あらすじ
何もしなくても「手数料」を得られるシステムを構築した国家が覇権を握る。出アフリカから現代までの「プラットフォーム」経済全史。
覇権国家とは、何もしなくても収入が得られる国である。
多くの国は、覇権国家が形成したシステムを使用しなければならない。
それは、いわば「ショバ代」であり、国際的な経済活動に参入するために国家はショバ代を払わなければならない。それが有史以来続いてきたシステムである。
そのシステムは、資本主義の形成によって明確な形をとるようになった。近世のオランダによって明確になり、近代のイギリスによって完成した。アメリカの覇権はイギリスのそれの変形版である。
一方、中国は一帯一路により、これまでとは違った覇権を形成しようとしているように思われる。だが、それは世界の「物流」の中心となることを目指した政策である。

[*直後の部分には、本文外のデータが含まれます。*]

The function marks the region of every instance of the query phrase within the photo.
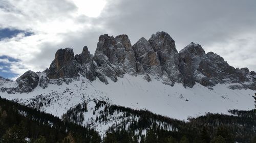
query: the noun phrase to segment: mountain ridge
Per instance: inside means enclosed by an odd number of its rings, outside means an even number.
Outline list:
[[[229,88],[256,90],[255,72],[250,72],[247,68],[235,69],[220,55],[206,53],[200,45],[193,42],[178,52],[174,40],[164,32],[153,34],[148,40],[142,37],[133,45],[126,35],[115,38],[102,35],[93,55],[86,46],[81,53],[76,55],[71,48],[59,49],[43,72],[47,74],[44,79],[29,71],[17,79],[16,88],[2,88],[1,91],[28,93],[37,84],[45,88],[51,79],[80,76],[90,81],[98,78],[108,84],[107,77],[116,82],[118,77],[125,74],[142,75],[148,82],[154,78],[171,86],[181,83],[192,88],[198,82],[210,88],[218,83],[238,83]]]

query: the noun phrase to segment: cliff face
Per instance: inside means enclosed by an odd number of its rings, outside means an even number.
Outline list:
[[[76,55],[72,48],[59,49],[45,72],[46,76],[38,78],[40,86],[44,84],[41,82],[51,79],[78,79],[80,76],[91,81],[98,78],[108,84],[109,79],[116,82],[117,77],[129,74],[142,75],[148,82],[154,78],[170,85],[177,82],[192,88],[196,82],[205,87],[233,83],[230,89],[256,90],[255,72],[250,72],[246,68],[235,69],[220,55],[212,52],[206,53],[200,45],[193,42],[178,52],[174,40],[164,32],[152,35],[148,40],[142,37],[133,46],[126,35],[115,38],[101,35],[94,55],[87,46]],[[16,91],[28,92],[34,89],[38,82],[35,74],[30,72],[19,78],[27,81],[23,84],[30,87],[29,90]],[[30,80],[32,77],[35,82]],[[17,88],[22,88],[24,85]]]

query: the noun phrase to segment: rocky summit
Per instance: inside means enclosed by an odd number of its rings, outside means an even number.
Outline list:
[[[68,82],[79,77],[108,84],[109,80],[116,82],[125,74],[143,75],[148,82],[155,78],[171,86],[180,83],[192,88],[197,82],[210,89],[218,83],[233,83],[229,87],[231,89],[256,90],[255,72],[247,68],[236,69],[220,55],[206,53],[193,42],[178,52],[173,38],[161,32],[148,40],[142,37],[133,45],[126,35],[100,35],[93,55],[87,46],[75,55],[71,48],[60,49],[49,69],[42,73],[29,71],[16,80],[16,87],[1,91],[27,93],[38,84],[44,88],[52,82]]]

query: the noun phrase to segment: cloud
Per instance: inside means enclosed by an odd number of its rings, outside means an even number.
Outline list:
[[[13,70],[13,67],[22,66],[19,63],[20,61],[8,55],[0,56],[0,76],[15,79],[19,74]]]
[[[2,1],[0,28],[23,32],[0,41],[0,55],[20,59],[10,67],[20,75],[49,67],[60,48],[71,47],[79,53],[87,45],[94,53],[101,34],[125,34],[134,44],[163,31],[175,40],[178,50],[193,41],[231,66],[256,70],[251,64],[256,62],[252,56],[256,44],[255,1],[98,1],[102,3],[94,15],[81,11],[83,5],[76,0]],[[27,36],[26,32],[33,34]]]

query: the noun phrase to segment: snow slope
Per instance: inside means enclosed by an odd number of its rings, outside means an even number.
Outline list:
[[[95,99],[182,120],[208,112],[229,114],[228,109],[254,108],[252,96],[255,91],[231,90],[227,88],[230,84],[207,88],[197,83],[192,88],[185,88],[182,84],[171,87],[154,79],[147,82],[142,76],[128,74],[116,82],[109,80],[108,84],[98,79],[93,82],[83,77],[72,80],[68,84],[51,84],[45,89],[37,86],[29,93],[5,92],[0,95],[60,118],[77,104]]]

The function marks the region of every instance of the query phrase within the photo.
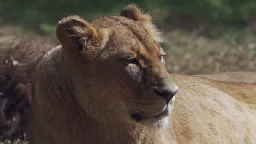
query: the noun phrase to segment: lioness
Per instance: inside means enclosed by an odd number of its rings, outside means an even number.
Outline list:
[[[68,16],[56,34],[61,45],[38,67],[29,144],[256,141],[256,84],[170,75],[136,5],[91,23]]]
[[[205,77],[219,81],[256,83],[256,72],[232,72],[196,75],[199,77]]]

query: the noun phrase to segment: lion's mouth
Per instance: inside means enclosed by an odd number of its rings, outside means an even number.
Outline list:
[[[164,117],[168,115],[168,109],[166,109],[165,111],[162,112],[161,113],[158,114],[156,115],[153,116],[145,116],[138,113],[131,113],[131,117],[135,121],[137,122],[140,122],[145,119],[148,119],[149,118],[155,118],[158,119],[163,117]]]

「自動的」に利益が得られる仕組みを作り出せてはおらず、覇権国家としての中国は成立し得ないのではないだろうか。ただ、ロシア・ウクライナ戦争以後、ロシアとの「ユーラシア覇権国家連合」形成により、その結論は変わりうる可能性がある。
手数料と資本主義という枠組みから世界史を捉えなおし、覇権国家の成立条件について論じる。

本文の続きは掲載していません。